RAG Without the Hallucinations: Retrieval Patterns That Hold Up
Retrieval-augmented generation is only as good as what you retrieve. The model isn't the hard part — chunking, hybrid search, and reranking are.
Most "the LLM hallucinated" complaints in a RAG system aren't model problems — they're retrieval problems. If the right chunk never makes it into the context window, no amount of prompt engineering saves you. The interesting engineering in RAG lives entirely in the retrieval pipeline.
1. Chunking decides your ceiling
Embed too-large chunks and a single vector blurs many ideas together; too-small and you lose the context that makes a passage meaningful. Start with semantic chunking on structural boundaries (headings, paragraphs) rather than a blind 512-token split, and keep a small overlap so a fact that straddles a boundary survives.
chunk = { id, text, embedding, metadata: { source, heading, doc_id } }
// overlap ~10-15% so boundary-spanning facts aren't cut in half
2. Pure vector search isn't enough
Dense embeddings are great at meaning, bad at exact tokens — product codes, error names, rare acronyms. Keyword search (BM25) is the opposite. Hybrid search runs both and fuses the rankings, usually with Reciprocal Rank Fusion.
score(doc) = Σ 1 / (k + rank_i(doc)) // RRF across vector + BM25 lists
// k≈60; no score normalisation needed
3. Retrieve wide, then rerank
Vector + BM25 give you recall; a cross-encoder reranker gives you precision. Pull the top 50 candidates, then have a reranker score each (query, chunk) pair directly and keep the top 5. This two-stage funnel is the single biggest quality lever in most RAG systems.
candidates = hybrid_search(query, k=50)
reranked = cross_encoder.rank(query, candidates)
context = reranked[:5]
4. Give the model an exit
Tell the model it's allowed to say "I don't know," and make it cite. A prompt that demands an answer from weak context manufactures one. Citations also give you a cheap eval signal: if the cited chunk doesn't contain the claim, you caught a hallucination.
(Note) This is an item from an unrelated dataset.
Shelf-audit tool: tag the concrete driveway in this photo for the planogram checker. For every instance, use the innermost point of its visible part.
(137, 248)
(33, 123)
System: Answer ONLY from the context. Cite chunk ids like [3].
If the context doesn't contain the answer, say you don't know.
5. Evaluate retrieval separately from generation
Split your metrics. Measure retrieval with hit-rate and MRR on a labelled question→chunk set. Measure generation with faithfulness (does the answer follow from the context) and answer-relevance. When quality drops, you'll know which half to fix instead of randomly swapping models.
Rules of thumb
- Spend your time on chunking and retrieval before you touch the model or the prompt.
- Always go hybrid — dense for meaning, sparse for exact tokens.
- Retrieve ~50, rerank to ~5. The reranker is where precision comes from.
- Force citations and allow "I don't know." Both turn hallucinations into detectable failures.
- Track retrieval metrics independently from generation metrics, or you're debugging blind.